Le combat qu’elle mène à l’échelle de son quotidien (oui hein, pas d’engagement politique ou autre) est celui de l’émancipation des femmes – un combat contre la société, contre l’éducation qui lui a été donnée : elle se cherche tout au long du roman, se perd et perd ses illusions, et elle lutte pour prouver à tous – y compris à elle-même – qu’elle peut faire ses propres choix sans homme, sans mari, et être indépendante (cette scène par exemple illustre bien l’état général des choses, alors qu’elle décide de ne pas obéir au choix de son compagnon : « Elle ne le suit pas. Incroyable ! (…) Elle rentre, rongée de remords. Qu’est-ce qu’elle a voulu prouver ? Ce n’est pas par méchanceté qu’il a pris l’initiative.

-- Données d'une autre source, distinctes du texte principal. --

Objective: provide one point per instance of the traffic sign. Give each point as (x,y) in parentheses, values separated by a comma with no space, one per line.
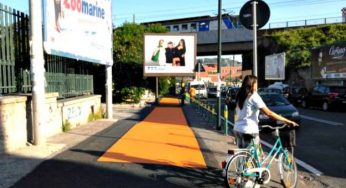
(246,14)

Mais elle déteste le ton qu’il a utilisé, l’évidence avec laquelle il prend les décisions. Ils sont tous pareils. Les hommes nourrissent des projets, les femmes nourrissent des enfants.« ). En arrière-plan, Elna aussi se (re)construit, fait sa vie, affronte ses propres démons. Autour de ces deux femmes gravitent de nombreux personnages tout aussi travaillés, que l’on voit apprendre et vieillir : Erik, le mari d’Elna détruit par son travail, Lasse, le délinquant « d’Eivor », Anders, le voisin suicidaire (« Comment peut-on trouver du charme à la vieillesse devant ces robes colorées, ces pantalons clairs, ces mouvements légers ? Qui veut être vieux ? Existe-t-il une vieillesse qui soit agréable ou même belle ? Certainement pas ! Elle n’est qu’une illusion, un miroir aux alouettes. (…) Vieillir, c’est se rider extérieurement et être rongé intérieurement.« ), Péo, Liisa, Vivi…
J’ai eu un tout petit de mal à rentrer dans le texte au début, mais ça n’a pas duré. J’ai aimé cette lecture pour la claque intellectuelle inattendue qu’elle m’a donnée, et pour la façon dont l’auteur parvient à amener les situations qu’il décrit. Le prologue, se situant du côté d’Eivor en 1981, introduit tout le reste du texte comme un flash-back chronologique ; le point de vue omniscient, bien qu’à la troisième personne, nous communique avec précision les pensées des personnages et facilite l’identification. Le style est simple et s’efface derrière l’histoire, laissant toute la place aux idées et aux expériences vécues par Elna et Eivor pour proposer une lecture marquante et captivante – une lecture aux multiples péripéties et qui nous rappelle une vérité cruciale et terriblement d’actualité : « Il existe des femmes qui mènent chaque jour une lutte contre l’impossible et cela non pas sur une lointaine planète mais juste à côté » . En résumé, un livre puissant, émouvant, qui donne à réfléchir sans jamais être lourd : à vous de lire !
(et parce que le féminisme et les droits des femmes c’est important vous pouvez allez lire un peu ici ou là si ça vous dit, promis c’est pas prise de tête. Si je m’y connaissais plus en condition ouvrière je vous mettrais aussi des liens mais ce n’est pas le cas, alors si vous avez de quoi réfléchir à la question – et des choses sur le féminisme aussi hein, on en a jamais trop – ce serait chouette siouplaît merci)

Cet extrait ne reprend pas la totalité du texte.